I am Scottish Australian painter and ceramicist living on Sydney’s Northern Beaches. I create vibrant and powerful paintings about dream states and the symbolic, often evoking comparisons to the work of Marc Chagall.
I was born into a Scottish Highland farming family and packed off to an English boarding school at the age of 8. My parents were divorced and both remarried – my father remaining in Scotland, and my mother moving to London, marrying a jazz pianist and living a very bohemian life. It was the stark contrast of these three existences that I found refuge in the creative – dreams, fantasy, music, stories and art.
I left school at 15, and began adult life working in the equestrian world. At the age of 18 I attended secretarial college. As much as I hated shorthand and typing, it did help me get a job in the music industry where I stayed for 10 years working for concert promoters in Scotland and Australia. I moved permanently to Australia in 1995, and began to study psychotherapy concurrently with painting. I attended art school (TAFE), but found the system stifling, so after two years I left to continue developing my art practice on my own terms. The late Kerrie Lester is a much missed mentor .

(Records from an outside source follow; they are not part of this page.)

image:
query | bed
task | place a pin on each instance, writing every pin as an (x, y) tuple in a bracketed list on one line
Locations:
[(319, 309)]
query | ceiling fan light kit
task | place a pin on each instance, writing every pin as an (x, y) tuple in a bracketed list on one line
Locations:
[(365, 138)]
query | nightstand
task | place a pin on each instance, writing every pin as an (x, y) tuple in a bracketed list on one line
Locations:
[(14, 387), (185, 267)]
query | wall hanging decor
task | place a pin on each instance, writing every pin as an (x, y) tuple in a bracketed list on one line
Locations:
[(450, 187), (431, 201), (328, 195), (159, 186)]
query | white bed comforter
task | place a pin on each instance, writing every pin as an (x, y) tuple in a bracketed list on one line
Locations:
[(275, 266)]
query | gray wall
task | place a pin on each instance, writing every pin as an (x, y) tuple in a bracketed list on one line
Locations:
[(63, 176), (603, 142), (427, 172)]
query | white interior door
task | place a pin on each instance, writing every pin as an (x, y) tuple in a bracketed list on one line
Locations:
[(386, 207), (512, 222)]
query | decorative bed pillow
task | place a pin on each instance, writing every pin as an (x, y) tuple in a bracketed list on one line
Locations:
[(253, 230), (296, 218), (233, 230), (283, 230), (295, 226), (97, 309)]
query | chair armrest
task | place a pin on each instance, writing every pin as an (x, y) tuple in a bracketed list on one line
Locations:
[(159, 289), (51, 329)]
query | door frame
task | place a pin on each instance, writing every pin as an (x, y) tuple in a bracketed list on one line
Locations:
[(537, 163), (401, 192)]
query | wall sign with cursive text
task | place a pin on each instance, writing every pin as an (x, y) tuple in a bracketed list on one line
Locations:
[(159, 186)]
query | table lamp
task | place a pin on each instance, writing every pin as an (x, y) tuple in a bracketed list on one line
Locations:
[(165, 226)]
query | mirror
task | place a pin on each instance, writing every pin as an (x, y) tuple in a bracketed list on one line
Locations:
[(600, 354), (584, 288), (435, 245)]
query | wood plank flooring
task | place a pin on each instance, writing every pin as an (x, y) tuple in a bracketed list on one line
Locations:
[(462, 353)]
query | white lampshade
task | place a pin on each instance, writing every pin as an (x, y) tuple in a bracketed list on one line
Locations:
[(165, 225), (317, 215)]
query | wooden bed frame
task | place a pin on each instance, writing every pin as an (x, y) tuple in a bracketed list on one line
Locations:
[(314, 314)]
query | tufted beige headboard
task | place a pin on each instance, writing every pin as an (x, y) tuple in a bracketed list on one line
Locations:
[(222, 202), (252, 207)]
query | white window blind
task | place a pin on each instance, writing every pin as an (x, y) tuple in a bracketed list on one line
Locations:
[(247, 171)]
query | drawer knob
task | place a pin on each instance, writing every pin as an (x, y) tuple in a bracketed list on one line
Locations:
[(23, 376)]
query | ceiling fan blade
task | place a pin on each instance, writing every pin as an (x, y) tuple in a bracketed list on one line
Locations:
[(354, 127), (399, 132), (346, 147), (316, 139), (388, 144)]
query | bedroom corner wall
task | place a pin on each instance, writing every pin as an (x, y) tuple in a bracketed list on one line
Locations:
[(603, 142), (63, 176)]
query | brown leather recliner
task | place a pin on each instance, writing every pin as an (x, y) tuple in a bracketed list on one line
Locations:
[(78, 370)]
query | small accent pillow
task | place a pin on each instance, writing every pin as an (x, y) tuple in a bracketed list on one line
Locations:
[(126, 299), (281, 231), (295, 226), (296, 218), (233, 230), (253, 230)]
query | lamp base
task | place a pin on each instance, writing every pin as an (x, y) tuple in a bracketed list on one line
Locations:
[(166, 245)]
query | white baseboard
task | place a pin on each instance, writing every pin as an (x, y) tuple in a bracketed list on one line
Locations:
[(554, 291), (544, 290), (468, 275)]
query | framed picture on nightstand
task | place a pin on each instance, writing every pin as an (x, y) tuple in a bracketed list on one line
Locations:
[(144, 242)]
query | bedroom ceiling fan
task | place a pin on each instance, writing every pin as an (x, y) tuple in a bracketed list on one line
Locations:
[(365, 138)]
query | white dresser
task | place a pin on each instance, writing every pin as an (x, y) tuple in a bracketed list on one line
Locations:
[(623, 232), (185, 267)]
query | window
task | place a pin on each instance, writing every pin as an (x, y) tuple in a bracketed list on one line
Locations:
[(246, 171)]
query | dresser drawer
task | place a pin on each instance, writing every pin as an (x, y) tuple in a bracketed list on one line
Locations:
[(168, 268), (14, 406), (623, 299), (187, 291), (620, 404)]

Psychotherapy had pitched me into the world of human suffering and the quest for healing and transformation. I wanted to find that light in the darkness and the golden thread of hope and insight for my clients and myself. I have studied hypnotherapy, trance, meditation and dream states in great depth and I use this knowledge now to allow a painting to tell me what it wants to be.
All the paintings begin in the same slightly chaotic way, some are taken into a symbolic narrative suggested by the painting itself, whilst others are left in their evocative abstract state. All the time I am looking for that potential, whether it is beauty, intrigue, or something providing a vehicle for conversation and reflection. Much like the therapeutic process, I work from a chaotic and unknown beginning, towards meaning and balance, using colour and form to create dreamlike images.
I do see the creative process as an analogy of life. We are all born by chance, into some sort of chaos. Everything is unknown. The challenge for us is to create something meaningful and satisfying from the chaos and our inherited “marks”. I am obsessed with colour and emotions and the need to keep drawing the viewer’s attention , as I might have drawn a client’s attention to what is unseen, unexpressed, invisible and what has the potential and infinite possibility to create something powerful.